Mr John Hennessy, Stanford’s president, gave the university’s blessing to Prof Thrun’s experiment, which he calls ‘an initial demonstration’, but he is cautious about the grander dream of a digitised university. He can imagine a virtual campus for some specialised programmes and continuing education, and thinks the power of distributed learning can be incorporated in undergraduate education – for example, supplanting the large lecture that is often filled with students paying more attention to their laptops. He endorses online teaching as a way to educate students, in the developing world or our own, who cannot hope for the full campus experience.
But Mr Hennessy is a passionate advocate for an actual campus, especially in undergraduate education. There is nothing quite like the give and take of a live community to hone critical thinking, writing and public speaking skills, he said. And it’s not at all clear that online students learn the most important lesson of all: how to keep learning.
As The Times’ Matt Richtel recently reported, there is remarkably little data showing that technology-centric schooling improves basic learning.

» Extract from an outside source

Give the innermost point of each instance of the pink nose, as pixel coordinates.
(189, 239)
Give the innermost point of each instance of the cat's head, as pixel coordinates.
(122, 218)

It is quite possible that the infatuation with technology has diverted money from things known to work – training better teachers, giving kids more time in school.
The Stanford president is hardly a technophobe. Mr Hennessy came up through computer engineering, used his sabbatical to start a successful microprocessor company, and is on the boards of Google and Cisco Systems.
‘In the same way that a lot of things go into the cost of a newspaper that have nothing to do with the quality of the reporting – the cost of newsprint and delivery – we should ask the same thing about universities,’ Mr Hennessy told me. ‘When is the infrastructure of the university particularly valuable – as it is, I believe, for an undergraduate residential experience – and when is it secondary to the learning process?’
But, he noted: ‘One has to think about the sustainability of all these things. In the end, the content providers have to get paid.’
I see a larger point, familiar to all of us who have lived through digital-age disorder. There are disrupters, like Sebastian Thrun, or Napster, or the tweeting rebels in Tahrir Square. And there are adapters, like John Hennessy, or iTunes, or the novice statesmen trying to build a new Egypt. Progress depends on both.
Who could be against an experiment that promises the treasure of education to a vast, underserved world? But we should be careful, in our idealism, not to diminish something that is already a wonder of the world.